For baby boomers, the sound of the tinkling bells of the Good Humor man were as much a part of summer as lightning bugs, roasted marshmallows on a stick, hunks of chilled red watermelon, games of hide and seek, and long, endless, drowsy afternoons.
The diminutive white trucks that coursed up and down neighborhood streets had a distinctive chocolate-coated vanilla ice cream bar on a stick, with one bite removed, painted on the side of the refrigeration compartment that kept the inventory of ice cream treats cool.
The “Good Humor men,” who were dressed in white uniforms, also wore white shirts with black bow ties and carefully creased white hats with black visors. They dispensed the vanilla ice cream bars, toasted almond bars, chocolate eclairs, strawberry shortcakes, Popsicles and chocolate cakes, which were just some of the 85 products.
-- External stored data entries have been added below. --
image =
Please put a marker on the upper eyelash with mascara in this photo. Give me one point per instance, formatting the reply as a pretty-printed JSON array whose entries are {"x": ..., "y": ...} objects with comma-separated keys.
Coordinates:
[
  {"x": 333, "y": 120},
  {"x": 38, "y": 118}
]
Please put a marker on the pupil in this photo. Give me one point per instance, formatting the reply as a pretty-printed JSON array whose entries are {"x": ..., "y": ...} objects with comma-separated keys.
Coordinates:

At the sound of the bells, kids ran curbside with their quarters in hand and lined up to make their selection from the friendly driver who in turn made change from a dispenser worn on his belt.
Harry Burt established Good Humor in Youngstown, Ohio, during the Roaring ’20s, when he figured out a way to coat a vanilla ice cream bar with chocolate, and then inserted a stick to make it easier to eat.
Good Humor, whose territory extended west to Chicago, north to Connecticut and south to Washington, sold off its nationwide fleet of 1,200 trucks in 1978. Many were bought by former drivers who then became independent Good Humor route owners.
Baltimore’s Good Humor plant on Windsor Avenue in Northwest Baltimore, which once produced enough ice cream to fill its local fleet of 140 trucks and sate demands for its products, closed in 1984.
Rising costs and changing buying habits also factored into the company’s decision to end the operation of its trucks, according to news reports at the time.
Adding to the company’s woes in Baltimore in the 1970s, its vendors increasingly became targets of street robberies. “Vendor Robbed of Cold Cash,” reported The Baltimore Sun in 1975.